Identifying the signaling pathway
The team combined data mining with epigenomic and gene‑expression profiling and functional tests to look for the cell's early warning signs that lipids are beginning to oxidize. They also checked which genes switch on or off and where key regulators sit on DNA.
The approach identified several key players in the LORD pathway: the transcription factor ZNF354A, the co-repressor KAP1, the transcriptional activator ATF2, and the histone methyltransferase SETDB1. Under normal conditions, these proteins work together to silence stress-response genes through a repressive chromatin structure. But when lipid peroxidation occurs, stress signals trigger phosphorylation of ATF2, KAP1, and ZNF354A, which disassembles the complex and lifts repression on protective genes. This in turn switches on genes involved in lipid repair and antioxidant defense.
The researchers found that lowering ZNF354A makes cells more resistant while overexpressing it makes them more sensitive to lipid oxidation and prone to ferroptosis. They also uncovered how epigenetic control helps keep defense genes off in calm conditions and allows activation during lipid stress.

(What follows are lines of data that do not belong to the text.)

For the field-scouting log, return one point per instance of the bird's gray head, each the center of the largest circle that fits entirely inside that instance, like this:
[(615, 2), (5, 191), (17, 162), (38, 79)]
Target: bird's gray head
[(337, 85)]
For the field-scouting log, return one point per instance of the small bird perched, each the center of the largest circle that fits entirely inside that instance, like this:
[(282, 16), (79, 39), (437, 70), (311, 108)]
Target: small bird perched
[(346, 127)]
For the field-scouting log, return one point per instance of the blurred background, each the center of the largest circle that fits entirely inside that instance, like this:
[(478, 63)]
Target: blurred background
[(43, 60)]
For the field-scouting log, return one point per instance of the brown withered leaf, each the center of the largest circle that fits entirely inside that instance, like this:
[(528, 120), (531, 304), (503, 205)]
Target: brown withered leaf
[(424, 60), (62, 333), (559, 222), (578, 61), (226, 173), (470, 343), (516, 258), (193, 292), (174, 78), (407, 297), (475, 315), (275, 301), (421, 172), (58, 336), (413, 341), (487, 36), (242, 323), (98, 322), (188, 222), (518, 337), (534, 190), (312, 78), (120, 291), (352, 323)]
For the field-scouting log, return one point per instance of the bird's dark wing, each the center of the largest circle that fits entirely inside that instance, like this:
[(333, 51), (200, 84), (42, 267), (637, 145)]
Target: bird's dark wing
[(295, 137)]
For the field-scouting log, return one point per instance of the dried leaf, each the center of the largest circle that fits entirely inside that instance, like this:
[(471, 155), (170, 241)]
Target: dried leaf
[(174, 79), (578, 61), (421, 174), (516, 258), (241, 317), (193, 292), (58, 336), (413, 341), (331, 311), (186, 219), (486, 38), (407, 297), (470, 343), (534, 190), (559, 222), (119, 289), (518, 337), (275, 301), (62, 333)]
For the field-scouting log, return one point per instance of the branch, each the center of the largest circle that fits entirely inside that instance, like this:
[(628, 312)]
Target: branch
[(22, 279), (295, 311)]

Scientific and medical Implications
The discovery highlights how metabolism and epigenetics work together to maintain cellular homeostasis under stress.
In terms of medicine, the findings deepen our understanding of how cells preserve membrane integrity, a fundamental aspect of life. Because ferroptosis contributes to diseases ranging from neurodegeneration to cancer, the LORD pathway could become a promising target for therapeutic strategies. Drugs that boost this defense might protect tissues from oxidative damage, while inhibitors could sensitize cancer cells to ferroptosis-inducing treatments.